Government shutdown continues, crippling IRS tax services
Nine days into the government shutdown, Congress once again failed to re-open the federal government on Thursday.
All but three Democratic senators are refusing to cross the partisan divide, demanding that Republicans include a costly extension of the pandemic-era enhanced Obamacare Premium Tax Credits in any government funding bill.
Republican leaders, however, refuse to negotiate health care policy until Democrats provide the necessary votes on Republicans’ clean Continuing Resolution. The CR would end the shutdown and keep agency funding on cruise control for seven weeks.
“To Democrats, this is just a political game. [Senate Minority Leader] Chuck Schumer told the press yesterday that ‘every day gets better for us,’” Senate Majority Leader John Thune, R-S.D., said Thursday. “To Republicans, this is not about which party wins or loses.
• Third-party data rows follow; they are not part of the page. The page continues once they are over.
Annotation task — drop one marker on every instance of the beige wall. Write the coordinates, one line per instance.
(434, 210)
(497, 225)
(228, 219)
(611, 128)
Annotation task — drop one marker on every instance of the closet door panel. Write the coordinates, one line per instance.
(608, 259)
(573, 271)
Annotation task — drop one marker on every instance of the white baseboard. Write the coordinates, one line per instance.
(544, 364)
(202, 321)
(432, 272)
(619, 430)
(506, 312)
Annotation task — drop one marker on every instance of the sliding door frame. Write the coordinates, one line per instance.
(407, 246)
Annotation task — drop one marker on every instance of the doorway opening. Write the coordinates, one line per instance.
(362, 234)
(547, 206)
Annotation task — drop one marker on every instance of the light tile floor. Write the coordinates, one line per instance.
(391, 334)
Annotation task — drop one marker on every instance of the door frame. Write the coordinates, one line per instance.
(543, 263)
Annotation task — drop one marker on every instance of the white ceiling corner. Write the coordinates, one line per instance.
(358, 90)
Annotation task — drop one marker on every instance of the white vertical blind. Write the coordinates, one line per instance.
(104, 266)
This is about getting the government open for the American people.”
So far, both sides seem content to wait for the other out, despite hundreds of thousands of federal workers on unpaid leave, air travel delays across the country, and a suffering U.S. economy. Each week the government remains closed, an estimated $15 billion in Gross Domestic Product is lost, as The Center Square reported.
Most recently, the Internal Revenue Service furloughed 34,429 employees – 47% of its workforce – and announced Wednesday that it is halting some tax services.
These include responding to taxpayer questions, processing Non-Disaster Relief transcripts, and most administrative functions “not related to the safety of life and protection of property.”
Only federal agencies and operations deemed “essential” – including national security, law enforcement, Border Patrol, outbreak monitoring, and emergency response – remain fully open, with “essential” employees working without pay.
But the Food and Drug Administration’s routine food facility safety inspections and the Environmental Protection Agency’s inspections of water systems, chemical facilities, and hazardous waste sites are currently halted.
National parks and museums have closed, clinical trials at the National Institutes of Health are interrupted, and applications for federal housing or small business loans are not being processed. Federal food assistance programs are in danger of running out of resources if the shutdown drags on for weeks.
Most Americans will not immediately feel the effects of a government shutdown, however. They continue to receive their mail, Social Security benefits, Medicare, Medicaid, and veterans’ benefits. These services can remain open because the U.S. Postal Service is almost entirely funded by its own revenue and the entitlement programs are funded by mandatory spending, which automatically renews without congressional approval.
Federal budget watchdogs are urging Congress to pass a CR and finish the regular appropriations process, without adopting any expensive health care add-ons.
“Reopening the government should not be conditioned on more federal borrowing,” Maya MacGuineas, president of the Committee for a Responsible Federal Budget, said Thursday.
“With interest costs surging and the national debt approaching record levels as a share of the economy, there’s simply no excuse for our elected officials to make a functioning government contingent on more borrowing.”
The national debt surpassed $37 trillion earlier this year.